Vano menggelengkan kepalanya.

....

Setelah menempuh perjalanan kurang lebih 2 jam, mereka berdua pun sampai di sebuah rumah bergaya klasik. Dengan perlahan mereka turun dari mobil, meski tanda tanya itu masih menyelimuti pikiran Dimas.

Vano lalu mengucapkan salam sembari menekan sebuah bel yang ada di sudut kanan diatas pagar.

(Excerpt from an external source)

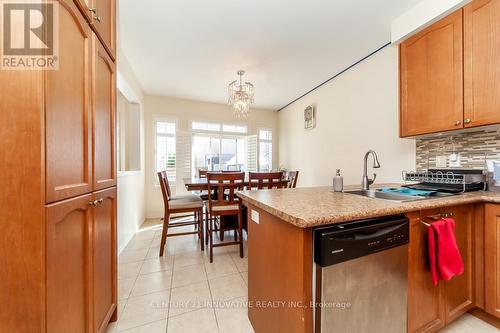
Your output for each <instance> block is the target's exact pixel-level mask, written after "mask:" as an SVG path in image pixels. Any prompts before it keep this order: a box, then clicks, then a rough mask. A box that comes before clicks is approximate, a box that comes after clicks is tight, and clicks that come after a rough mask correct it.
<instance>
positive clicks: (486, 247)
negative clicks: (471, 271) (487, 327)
mask: <svg viewBox="0 0 500 333" xmlns="http://www.w3.org/2000/svg"><path fill="white" fill-rule="evenodd" d="M484 231H485V232H484V234H485V237H484V252H485V256H484V260H485V265H484V277H485V283H484V290H485V293H484V294H485V299H484V300H485V310H486V312H488V313H489V314H491V315H493V316H495V317H497V318H500V205H495V204H486V209H485V223H484Z"/></svg>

Terdengar sebuah sahutan dari dalam rumah tersebut. Tidak lama kemudian, datang seorang anak kecil sambil berlari. Wajahnya nampak begitu bahagia tak kala melihat kedatangan Vano.

...…..

Rumah bergaya klasik ini ada tempat tinggal Ibu dan Nenek  Vano. Anak kecil yang berlari tadi merupakan adik tiri vano. Setelah bercerai dengan sang ayah,hubungan Vano dan sang Ibu memang kurang baik. Namun, sang Ayah menasihati Vano bahwa ia tidak boleh bersikap keras terhadap Ibunya. Karena bagaimanapun tidak ada yang namanya mantan ibu atau ayah.

Kedua orang tua Vano mungkin sudah tidak bersama lagi, namun mereka tetaplah orang tua yang baik. Berkat nasihat dari sang Ayah, Vano mulai membuka hati dan pikirannya. Ia mulai memahami mengapa hubungan rumah tangga orang tuanya harus berakhir.

...…..

" Oh ya nek, mama kemana?" tanya vano  

" Oh, lagi ke pasar, sebentar lagi juga balik." Jawab sang nenek.  

 .....

Saat Vano dan Dimas sedang asyik menonton TV di ruang tamu. Tiba – tiba ada ada suara perempuan memanggil Vano dengan lembut. Vano pun menolehkan wajahnya. Ia lalu berdiri dan menghampiri wanita tersebut. Ia memeluk dengan erat seakan tak pernah bertemu sekian lama.

 

" Kamu kok gak bilang sih Van kalau mau kesini" tanya sang ibu sembari mengusap air matanya

" Kalau aku bilang dulu, namanya bukan surprise dong" jawab vano dengan nada agak meledek.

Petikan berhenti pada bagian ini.